CHÔMAGE & PRÉCARITÉ

Pauvreté. Restauration. Solidarité. Emmanuel Macron.
SOULCIE, telerama.fr, le 19 septembre 2018.

Le dessin est en couleur. On voit deux personnages en premier plan portant un t-shirt rouge et une foule d’anonymes sans fin en second plan constituée de personnages qui se tiennent calmes derrière une barrière, certains avec un bol à la main. La scène se situe en ville : on reconnaît un candélabre, le lampadaire urbain traditionnel, et des immeubles.
L’un des deux personnages porte une moustache, un gros nez et un sac contenant des baguettes de pain. Il baisse la tête et n’a pas l’air très heureux.
L’autre personnage tient un bol dans une main et une louche dans l’autre avec laquelle il remue le contenu d’une grande marmite fumante.
Il se tient derrière une table sur laquelle on lit « soupe populaire » et on reconnaît le logo de l’association du Secours populaire : la main ailée, ouverte et tendue, qui symbolise « l’appel aux autres et l’élan solidaire qui porte à secourir son semblable » (sic le Secours populaire).
Le dessin est titré « La restauration embauche » et le personnage qui remue la soupe y répond dans une bulle par : « Exact, on est submergés. Envoyez vos CV ! » Télérama surtitre l’ensemble du dessin par « L’œil de Soulcié : la restauration embauche (en face) ». « L’œil de Soulcié » est le nom de la rubrique dédiée au dessinateur Soulcié, dont on voit la signature en bas à droite.

Aux propos tenus par Emmanuel Macron : le 15 septembre 2018 lors des Journées du patrimoine, à un jeune horticulteur qui lui faisait part de ses difficultés à trouver un emploi, le président a rétorqué : « Hôtels, cafés, restaurants, je traverse la rue, je vous en trouve ! », lui assurant qu’un restaurant sur deux embauchait.

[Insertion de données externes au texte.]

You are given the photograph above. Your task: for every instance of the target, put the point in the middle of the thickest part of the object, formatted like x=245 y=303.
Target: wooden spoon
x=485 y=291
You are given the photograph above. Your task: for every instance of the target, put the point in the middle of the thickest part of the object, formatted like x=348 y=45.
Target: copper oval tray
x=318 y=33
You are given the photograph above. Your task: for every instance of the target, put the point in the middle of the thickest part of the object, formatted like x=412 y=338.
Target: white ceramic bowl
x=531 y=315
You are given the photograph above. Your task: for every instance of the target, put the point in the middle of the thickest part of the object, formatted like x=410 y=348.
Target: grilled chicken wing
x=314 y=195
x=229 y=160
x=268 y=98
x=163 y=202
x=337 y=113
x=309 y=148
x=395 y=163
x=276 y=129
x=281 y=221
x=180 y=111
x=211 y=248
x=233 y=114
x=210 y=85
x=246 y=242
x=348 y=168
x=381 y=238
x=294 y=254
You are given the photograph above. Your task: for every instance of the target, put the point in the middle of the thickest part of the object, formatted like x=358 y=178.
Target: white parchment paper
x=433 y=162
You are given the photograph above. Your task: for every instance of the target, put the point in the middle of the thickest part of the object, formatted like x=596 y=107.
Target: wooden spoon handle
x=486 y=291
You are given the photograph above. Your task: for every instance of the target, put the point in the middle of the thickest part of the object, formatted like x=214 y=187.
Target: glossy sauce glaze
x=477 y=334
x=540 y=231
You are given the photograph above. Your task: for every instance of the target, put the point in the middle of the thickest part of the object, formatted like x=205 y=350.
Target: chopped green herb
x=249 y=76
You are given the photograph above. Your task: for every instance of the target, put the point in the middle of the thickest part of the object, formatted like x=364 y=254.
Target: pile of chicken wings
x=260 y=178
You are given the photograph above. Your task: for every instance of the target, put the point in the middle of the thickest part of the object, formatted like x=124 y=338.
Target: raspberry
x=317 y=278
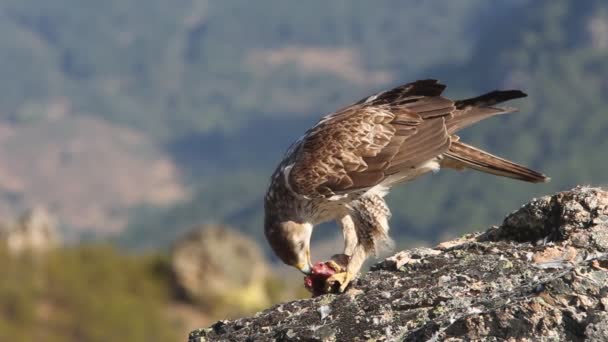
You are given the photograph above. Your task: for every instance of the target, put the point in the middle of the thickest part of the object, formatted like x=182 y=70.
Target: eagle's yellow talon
x=343 y=278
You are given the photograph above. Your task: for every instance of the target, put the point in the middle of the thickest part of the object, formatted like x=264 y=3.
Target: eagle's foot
x=339 y=281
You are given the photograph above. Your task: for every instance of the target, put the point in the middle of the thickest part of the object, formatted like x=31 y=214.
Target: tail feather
x=461 y=155
x=481 y=107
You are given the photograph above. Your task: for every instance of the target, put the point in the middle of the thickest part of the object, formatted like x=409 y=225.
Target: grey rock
x=541 y=276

En 2018, selon une enquête de Pôle Emploi, le secteur prévoyait près de 290 000 recrutements dans le secteur de la restauration.
Cette phrase du président Macron : « … je traverse la rue et je vous en trouve [du travail] » n’est pas passée inaperçue et a donné lieu à de nombreux commentaires et dessins. D’autant qu’elle fait suite à la polémique suscitée par ce même Macron sur le « pognon de dingue » que coûteraient les aides sociales (le 13 septembre 2018, le président Emmanuel Macron avait d’ailleurs dévoilé sa stratégie de lutte contre la pauvreté, d’un montant de 8 milliards d’euros sur quatre ans).
Or une étude de l’Insee, sortie début septembre 2018, en partenariat avec l’Observatoire des inégalités, montre que la pauvreté s’intensifie et poursuit une tendance inquiétante, sous l’effet de la progression du chômage : la France compte entre 5 et 8,8 millions de pauvres, selon le taux de seuil de pauvreté adopté (50 % ou 60 % du niveau de vie médian), dont 2 millions d’enfants.
La soupe populaire est un lieu où est servi un repas gratuitement à ces personnes démunies.

Le dessinateur évoque la pauvreté grandissante et l’explosion des bénéficiaires des repas caritatifs.
Il critique la légèreté avec laquelle le président Macron aborde le problème du chômage et de la pauvreté. Un président qui sous-entend que les chômeurs ne cherchent pas de travail et attendent que ça leur tombe dessus. Une façon de les culpabiliser. Le dessinateur raille donc cette posture.
En associant le Secours populaire à un restaurant classique, il ironise car dans ce type d’association, le personnel est bénévole (le Secours populaire rassemble près de 80 000 bénévoles). Or un bénévole est une personne qui fait quelque chose à titre gracieux, de manière désintéressée et qui rend un service sans rémunération, sans en tirer de profit économique. C’est donc le serpent qui se mord la queue : si tous ceux qui se nourrissent à la soupe populaire deviennent bénévoles pour servir cette soupe, ils n’auront toujours pas de salaire et resteront bénéficiaires de ces repas ! Le dessinateur joue sur l’absurdité de la situation et fait de l’humour noir : il ne rit pas des pauvres, mais de la spirale de la misère. Il se moque de l’indélicatesse, voire de l’absurdité, des propos tenus par Emmanuel Macron tout en faisant preuve de solidarité avec les plus démunis.

Dessin de Soulcié. Paru sur telerama.fr, le 19 septembre 2018.